The time-of-flight focusing can easily be set up, however, by
finely adjusting the potential between the housing (25) and the
cylindrical capacitors, since it is not necessary to assign the
compensations on the straight sections to the respective
time-of-flight trajectories passed through in one of the
cylindrical capacitors. Only the sum of the compensations must be
correct.
[0048] Pulser and detector can also lie outside the housing (25) if
the beam is led past the end of one of the cylindrical capacitors
in each case. Hence the detector can also be mounted at any
position along the straight flight path outside the cylindrical
capacitor; the time-of-flight focusing can be set via the potential
difference between the flight potential in the cylindrical
capacitor and in the housing.
[0049] An instrument with a trajectory as shown in FIG. 5 can
easily be constructed as a benchtop instrument. When the radius of
the ion trajectory in both cylindrical capacitors is nine
centimeters, the instrument can be accommodated in a relatively
small vacuum housing measuring 50 centimeters wide, 50 centimeters
deep and 25 centimeters high and for a total flight path length of
around six meters, it should provide a mass resolution of more than
R=40,000. Previous experience has shown that the mass can be
determined to within {fraction (1/10)} to {fraction (1/20)} of the
signal width. The mass determination may be achieved to within an
accuracy of one to two millionths of the mass (1-2 ppm). This
relatively simple benchtop instrument is therefore highly accurate
given its relatively modest size.
[0050] There are also other possibilities for the trajectory
through the system apart from those shown in FIGS. 3 and 4. For
example, the angular focal points can also lie at the entrance, in
the middle or at the exit of the cylindrical capacitors. This
requires additional lenses in the housing to focus the focal points
on the exit side onto the entrances again.

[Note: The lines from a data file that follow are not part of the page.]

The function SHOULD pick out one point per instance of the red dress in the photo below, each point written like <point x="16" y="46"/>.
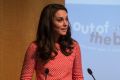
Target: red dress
<point x="61" y="68"/>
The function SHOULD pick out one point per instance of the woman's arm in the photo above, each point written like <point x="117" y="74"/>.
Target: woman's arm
<point x="29" y="63"/>
<point x="77" y="73"/>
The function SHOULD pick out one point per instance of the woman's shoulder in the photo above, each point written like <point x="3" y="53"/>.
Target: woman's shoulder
<point x="75" y="43"/>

[0051] The use of mass spectrometers such as this is not limited to
ion sources which supply a continuous ion beam. Ion sources which
use matrix-assisted laser desorption for the ionization can also be
used, although they have a somewhat different construction.

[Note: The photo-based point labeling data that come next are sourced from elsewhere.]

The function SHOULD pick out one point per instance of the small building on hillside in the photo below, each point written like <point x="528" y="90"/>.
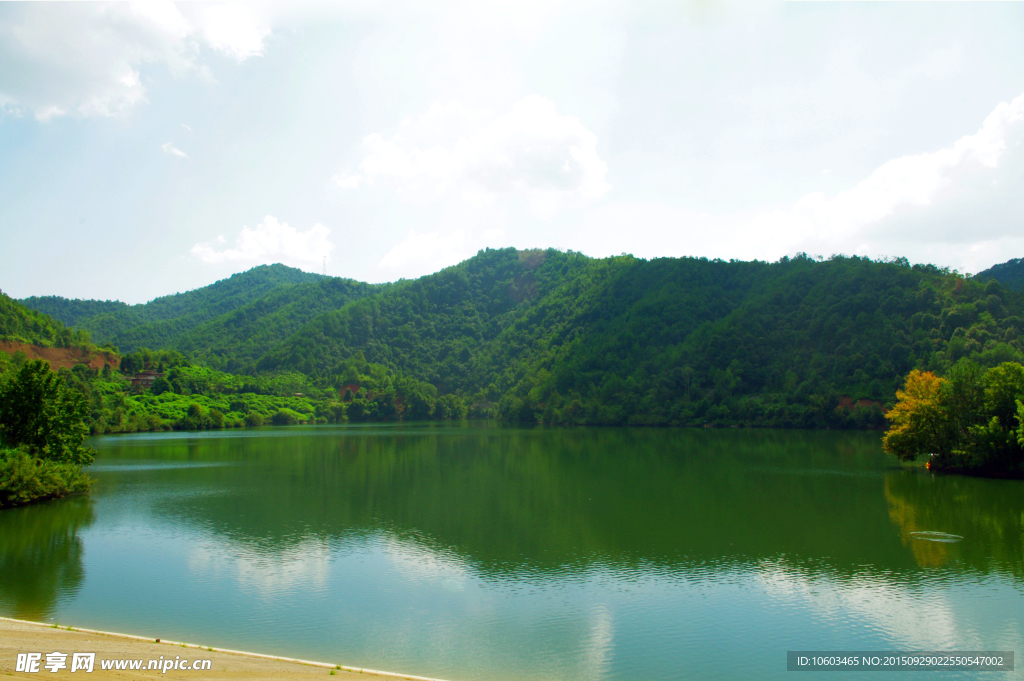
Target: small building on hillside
<point x="144" y="379"/>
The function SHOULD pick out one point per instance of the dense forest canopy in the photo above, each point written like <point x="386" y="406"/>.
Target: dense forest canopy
<point x="558" y="337"/>
<point x="181" y="321"/>
<point x="1010" y="274"/>
<point x="22" y="324"/>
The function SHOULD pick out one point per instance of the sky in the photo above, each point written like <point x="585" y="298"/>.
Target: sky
<point x="156" y="147"/>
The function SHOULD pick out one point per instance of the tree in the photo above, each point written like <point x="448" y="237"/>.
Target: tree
<point x="42" y="414"/>
<point x="970" y="421"/>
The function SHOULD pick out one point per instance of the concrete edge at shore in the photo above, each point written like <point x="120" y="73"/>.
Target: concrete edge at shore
<point x="182" y="644"/>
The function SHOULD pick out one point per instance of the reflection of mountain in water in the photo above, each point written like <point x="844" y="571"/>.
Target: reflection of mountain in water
<point x="988" y="514"/>
<point x="41" y="555"/>
<point x="543" y="501"/>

[0052] When matrix-assisted laser desorption is used for the
ionization, analyte molecules on a sample support plate are
embedded into small crystals of a matrix substance. Bombarding the
crystal conglomerate with a pulse of laser light causes some of the
matrix material to vaporize and form a small plasma cloud, blowing
analyte molecules into the plasma cloud and ionizing them. This
ionization can take place outside the vacuum system although here,
ionization in the vacuum system is considered. The plasma cloud
expands very rapidly in the vacuum, within tens of nanoseconds, the
friction hereby imparting different accelerations to the ions.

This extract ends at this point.